Exploration and production technology innovations are benefiting wildlife in the US West, a June 14 report issued by the Denver-based Western Energy Alliance and the Petroleum Association of Wyoming (PAW) suggested.
Increased use of horizontal and directional drilling, paired with hydraulic fracturing, has lowered surface disturbance by 70%, significantly reducing potential impacts on sage grouse, mule deer, elk, pronghorn, and other big game habitat, it said.
The report, “Gaining Ground: Industry Innovation Reduces Impacts on Sage Grouse and Big Game,” noted that a single horizontal well now takes the place of 8 to 16 vertical wells, and as many as 32 directionally drilled wells can be clustered on one pad.
Horizontal development can be accomplished with as few as one or two well pads per square mile, far below the density that affects big game migration and sage-grouse mating areas, it added.
“As responsible stewards of the land, oil and gas companies actively work to protect wildlife,” said Kathleen Sgamma, WEA vice-president of government affairs. “Companies now are able to do more with less to minimize impacts on species and the landscapes they depend upon.
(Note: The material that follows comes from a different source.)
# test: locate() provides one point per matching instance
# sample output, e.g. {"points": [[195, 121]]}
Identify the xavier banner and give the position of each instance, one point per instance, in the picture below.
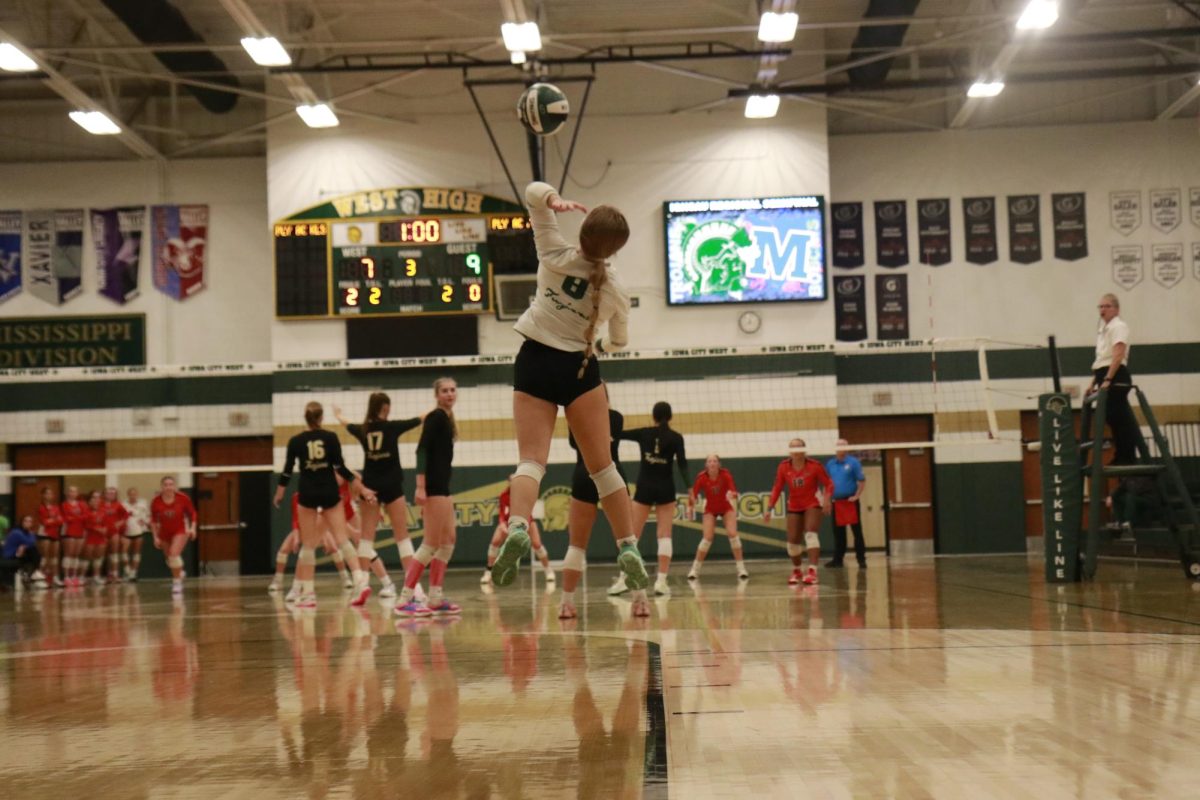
{"points": [[10, 254], [52, 251], [1062, 491], [117, 236], [179, 238]]}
Wildlife is truly gaining ground.”
Esther Wagner, PAW vice-president for public lands, said, “Industry plays an instrumental role in helping to fund and develop the science that is guiding the policy in Wyoming to manage big game migration corridors and to safeguard valuable wildlife resources for future generations. Responsible oil and gas development and robust wildlife populations can and do coexist.”
The groups released their report the same day western US governors, as their 2016 meeting concluded in Jackson Hole, issued a policy statement calling for more cooperation and coordination between federal and state governments in enforcing the Endangered Species Act (OGJ Online, June 15, 2016).